Pour établir le lien entre soins et santé, la
deuxième approche consiste à observer l'effet d'une consommation
présente sur la santé future. Si la méthode doit estomper
au moins en partie l'effet de la santé sur la consommation, elle
nécessite de disposer de données longitudinales sur la
santé, la consommation de soins et l'assurance, collectées sur
une période suffisamment longue.
Ne disposant pas encore de résultats sur l'impact de
l'assurance sur l'état de santé sur données
françaises (voir encadré sur le dispositif Santé
Protection Sociale du CREDES, p. 6), nous pouvons toutefois apporter une
réponse partielle à cette question à la lumière de
l'expérience de la Rand, que nous avons déjà
mentionnée (Newhouse, 1993). Au cours de cette étude, Newhouse et
al. ont comparé l'évolution de l'état de santé des
personnes couvertes par les différents contrats d'assurance. Il est
apparu que, en dépit de son influence sur la quantité de soins
consommés, la part des dépenses à la charge des patients
n'a pas eu d'effet visible sur les différentes mesures de l'état
de santé général17, établies à
l'aide d'un questionnaire médical auto-administré à
l'entrée et à la sortie de l'expérience pour l'ensemble de
la population enquêtée. Néanmoins un diagnostic
médical, réalisé sur 60 % de l'échantillon au
début de l'expérience et sur la totalité à la
sortie, a permis de constater une amélioration attribuable à la
gratuité des soins de deux mesures physiologiques, la vision et
l'hypertension.
Les consultations ophtalmologiques ont été plus
fréquentes en cas de gratuité de soins (90 % contre 76 %), la
prescription de lunettes étant alors quasi identique selon les contrats
d'assurance. Parmi les pauvres, l'effet de l'assurance complète est
logiquement plus marqué : 78 % des assurés à 100 %
consultent contre 59 % des autres ; la consultation entraîne alors une
prescription de lunettes pour 18 % des assurés à 100 % et
seulement 8 % des autres. Même si la consommation de soins des plus
riches est toujours plus élevée, la gratuité des soins
permise par l'assurance diminue les inégalités sociales de
santé : en fin d'étude, les pauvres couverts à 100 %
avaient une vision correctement corrigée dans une proportion non
statistiquement différente de celle des plus riches (80 % contre 83 %)
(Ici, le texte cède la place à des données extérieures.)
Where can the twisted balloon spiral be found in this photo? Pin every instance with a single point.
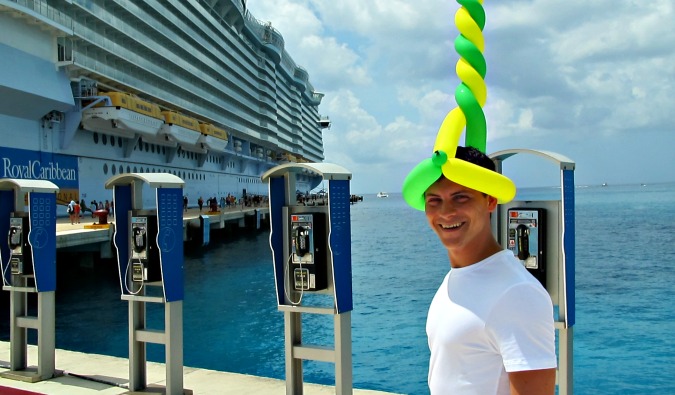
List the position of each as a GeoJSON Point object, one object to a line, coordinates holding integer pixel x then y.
{"type": "Point", "coordinates": [470, 95]}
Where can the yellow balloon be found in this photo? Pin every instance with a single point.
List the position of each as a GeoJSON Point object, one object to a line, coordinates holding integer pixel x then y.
{"type": "Point", "coordinates": [469, 28]}
{"type": "Point", "coordinates": [480, 179]}
{"type": "Point", "coordinates": [447, 138]}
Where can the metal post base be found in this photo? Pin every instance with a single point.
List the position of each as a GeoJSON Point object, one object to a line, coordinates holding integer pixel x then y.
{"type": "Point", "coordinates": [45, 325]}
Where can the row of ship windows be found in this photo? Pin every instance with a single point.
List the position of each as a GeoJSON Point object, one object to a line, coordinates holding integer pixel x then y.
{"type": "Point", "coordinates": [144, 146]}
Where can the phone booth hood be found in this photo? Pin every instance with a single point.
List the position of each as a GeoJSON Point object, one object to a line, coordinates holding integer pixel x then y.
{"type": "Point", "coordinates": [282, 195]}
{"type": "Point", "coordinates": [168, 189]}
{"type": "Point", "coordinates": [42, 234]}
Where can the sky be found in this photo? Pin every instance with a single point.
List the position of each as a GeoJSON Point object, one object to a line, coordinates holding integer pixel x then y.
{"type": "Point", "coordinates": [593, 81]}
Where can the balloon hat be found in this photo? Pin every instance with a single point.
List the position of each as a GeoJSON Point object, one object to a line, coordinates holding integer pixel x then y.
{"type": "Point", "coordinates": [470, 96]}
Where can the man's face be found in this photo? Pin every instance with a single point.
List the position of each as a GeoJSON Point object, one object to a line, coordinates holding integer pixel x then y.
{"type": "Point", "coordinates": [459, 215]}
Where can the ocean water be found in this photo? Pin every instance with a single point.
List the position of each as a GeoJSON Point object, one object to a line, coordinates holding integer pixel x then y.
{"type": "Point", "coordinates": [624, 340]}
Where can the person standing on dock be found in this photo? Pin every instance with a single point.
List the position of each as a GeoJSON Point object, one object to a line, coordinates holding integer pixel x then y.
{"type": "Point", "coordinates": [490, 324]}
{"type": "Point", "coordinates": [70, 209]}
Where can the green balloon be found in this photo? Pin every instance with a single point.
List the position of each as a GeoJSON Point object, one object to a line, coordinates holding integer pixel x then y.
{"type": "Point", "coordinates": [418, 181]}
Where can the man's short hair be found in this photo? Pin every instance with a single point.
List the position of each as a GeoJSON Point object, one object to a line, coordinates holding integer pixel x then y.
{"type": "Point", "coordinates": [475, 156]}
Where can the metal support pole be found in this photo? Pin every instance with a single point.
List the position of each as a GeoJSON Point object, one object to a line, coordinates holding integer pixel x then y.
{"type": "Point", "coordinates": [137, 354]}
{"type": "Point", "coordinates": [293, 336]}
{"type": "Point", "coordinates": [173, 324]}
{"type": "Point", "coordinates": [565, 368]}
{"type": "Point", "coordinates": [18, 358]}
{"type": "Point", "coordinates": [343, 353]}
{"type": "Point", "coordinates": [46, 334]}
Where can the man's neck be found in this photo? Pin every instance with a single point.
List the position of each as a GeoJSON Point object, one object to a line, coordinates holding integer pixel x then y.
{"type": "Point", "coordinates": [469, 254]}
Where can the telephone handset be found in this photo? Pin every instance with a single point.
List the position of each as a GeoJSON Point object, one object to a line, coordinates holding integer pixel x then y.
{"type": "Point", "coordinates": [14, 237]}
{"type": "Point", "coordinates": [523, 241]}
{"type": "Point", "coordinates": [526, 239]}
{"type": "Point", "coordinates": [302, 241]}
{"type": "Point", "coordinates": [139, 242]}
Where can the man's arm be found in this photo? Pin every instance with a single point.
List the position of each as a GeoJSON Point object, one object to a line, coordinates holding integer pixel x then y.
{"type": "Point", "coordinates": [533, 382]}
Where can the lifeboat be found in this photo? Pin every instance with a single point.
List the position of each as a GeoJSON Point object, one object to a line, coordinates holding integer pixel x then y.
{"type": "Point", "coordinates": [124, 115]}
{"type": "Point", "coordinates": [287, 158]}
{"type": "Point", "coordinates": [183, 130]}
{"type": "Point", "coordinates": [213, 138]}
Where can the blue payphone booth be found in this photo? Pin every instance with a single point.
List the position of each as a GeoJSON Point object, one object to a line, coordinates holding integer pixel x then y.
{"type": "Point", "coordinates": [149, 244]}
{"type": "Point", "coordinates": [311, 252]}
{"type": "Point", "coordinates": [541, 235]}
{"type": "Point", "coordinates": [28, 261]}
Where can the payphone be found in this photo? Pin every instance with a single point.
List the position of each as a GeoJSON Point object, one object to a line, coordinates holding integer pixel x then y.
{"type": "Point", "coordinates": [527, 239]}
{"type": "Point", "coordinates": [308, 251]}
{"type": "Point", "coordinates": [20, 260]}
{"type": "Point", "coordinates": [144, 259]}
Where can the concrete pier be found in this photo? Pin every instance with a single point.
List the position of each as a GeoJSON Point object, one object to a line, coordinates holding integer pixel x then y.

alors qu'il subsistait un écart statistiquement significatif entre
riches et pauvres dans les autres contrats d'assurances (76 % contre81 %).
17 capacité fonctionnelle, taux d'invalidité,
risque vital, santé mentale, note subjective et bien-être
ressenti.
Des résultats comparables sont apparus dans le domaine
de l'hypertension : les personnes couvertes à 100 % avaient une pression
sanguine diastolique significativement inférieure à celle des
individus couverts par les autres contrats d'assurances (différence de
1.9 mm de Hg), cette différence étant encore plus marquée
pour les plus pauvres (différence de 3.5 mm de Hg). Cela a permis
d'estimer que la couverture totale des soins réduisait de 10 % la
probabilité de décès des personnes en mauvaise
santé. Cette étude a surtout montré l'importance du
diagnostic de la maladie sur les comportements de soins et donc l'état
de santé puisque les personnes connaissant leur problème
d'hypertension avant l'expérience ont eu une consommation similaire quel
que soit leur contrat d'assurance. En permettant un meilleur accès au
système de soins, l'assurance permet un meilleur accès à
la prévention et à l'information. Ce résultat confirme que
l'assurance à un effet sur l'état de santé via un meilleur
accès aux soins préventifs secondaires.